Según Susumu Mashimo, consultor para el fortalecimiento del comercio entre Japón y Nicaragua, la importancia de tener lazos comerciales con países que están tan alejados, es que demuestran las calidades de algunos productos, como lo es el caso del café.
“Pero además, una de las cosas por las cuales los mercados han crecido, es porque muchos de los suplidores que tenemos para algunos productos, no pueden facilitar todo lo que el mercado requiere”, señaló.
UN MERCADO SIN MUCHO CRECIMIENTO
Si bien es cierto que las exportaciones de Nicaragua a los mercados lejanos han crecido, la de la región centroamericana parece permanecer casi constante desde hace un tiempo atrás.

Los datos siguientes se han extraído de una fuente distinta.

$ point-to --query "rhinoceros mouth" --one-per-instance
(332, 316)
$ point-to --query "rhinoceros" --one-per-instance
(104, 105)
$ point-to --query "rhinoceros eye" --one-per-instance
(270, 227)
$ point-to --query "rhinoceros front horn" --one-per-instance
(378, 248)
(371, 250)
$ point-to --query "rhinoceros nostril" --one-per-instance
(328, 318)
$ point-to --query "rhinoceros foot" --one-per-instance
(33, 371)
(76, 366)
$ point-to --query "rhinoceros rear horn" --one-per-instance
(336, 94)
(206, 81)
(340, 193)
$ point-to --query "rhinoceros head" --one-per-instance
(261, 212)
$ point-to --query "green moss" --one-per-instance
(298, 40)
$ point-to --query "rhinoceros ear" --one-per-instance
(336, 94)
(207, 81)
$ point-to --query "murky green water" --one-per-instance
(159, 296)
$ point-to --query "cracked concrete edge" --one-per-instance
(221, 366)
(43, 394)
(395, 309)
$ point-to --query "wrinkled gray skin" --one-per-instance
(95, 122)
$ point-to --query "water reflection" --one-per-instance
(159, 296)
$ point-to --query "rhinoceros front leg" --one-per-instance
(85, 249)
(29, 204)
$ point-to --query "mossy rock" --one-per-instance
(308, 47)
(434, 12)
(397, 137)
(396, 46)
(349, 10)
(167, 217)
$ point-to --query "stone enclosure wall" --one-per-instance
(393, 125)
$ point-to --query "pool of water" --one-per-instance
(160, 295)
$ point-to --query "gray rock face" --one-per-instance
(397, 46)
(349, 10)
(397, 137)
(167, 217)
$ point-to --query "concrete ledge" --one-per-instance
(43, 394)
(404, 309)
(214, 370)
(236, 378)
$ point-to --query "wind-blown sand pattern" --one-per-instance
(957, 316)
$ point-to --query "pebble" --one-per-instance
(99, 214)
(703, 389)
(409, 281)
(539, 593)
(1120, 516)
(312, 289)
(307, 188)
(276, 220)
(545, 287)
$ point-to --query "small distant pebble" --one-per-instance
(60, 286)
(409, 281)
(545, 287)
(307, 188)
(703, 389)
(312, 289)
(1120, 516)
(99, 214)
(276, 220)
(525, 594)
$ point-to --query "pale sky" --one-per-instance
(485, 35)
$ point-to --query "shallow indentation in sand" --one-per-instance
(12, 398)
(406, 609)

Sin embargo, estos mercados son una excelente oportunidad para que los productores nacionales empiecen a suplir algunas necesidades específicas de consumo, según Comentó Roberto Brenes, gerente general de la Asociación de Productores de Productos No Tradicionales.
Además consideró que en la medida que los mercados locales se saturen de Tratados de Libre Comercio, siempre habrá necesidad de introducir nuevos productos en otras partes, así podrían haber incrementos en las exportaciones de café, langosta y maní, por ejemplo.
Susumu Mashimo, consultor para el fortalecimiento del comercio entre Japón y Nicaragua del Centro de Exportaciones e Inversiones (CEI) comenta que dadas las características de algunos productos en el país, el comercio entre ambas naciones ha crecido y lo seguirá haciendo porque realmente ambos países se han dado cuenta de la calidad de los artículos que se venden.
Cree que en poco tiempo las exportaciones de café, que es el principal producto de exportación a ese mercado, se puede ampliar. Sin embargo para lograrlo hay que invertir mucho más en la parte de la comercialización y la promoción de los productos locales.
“En este país hay calidad, por ejemplo nosotros también le compramos café a Brasil y a Colombia, pero pagamos un precio más caro por el de Guatemala y el de Nicaragua, porque es excelente, pero muchos japoneses no lo saben y eso hay que cambiarlo”, aseguró.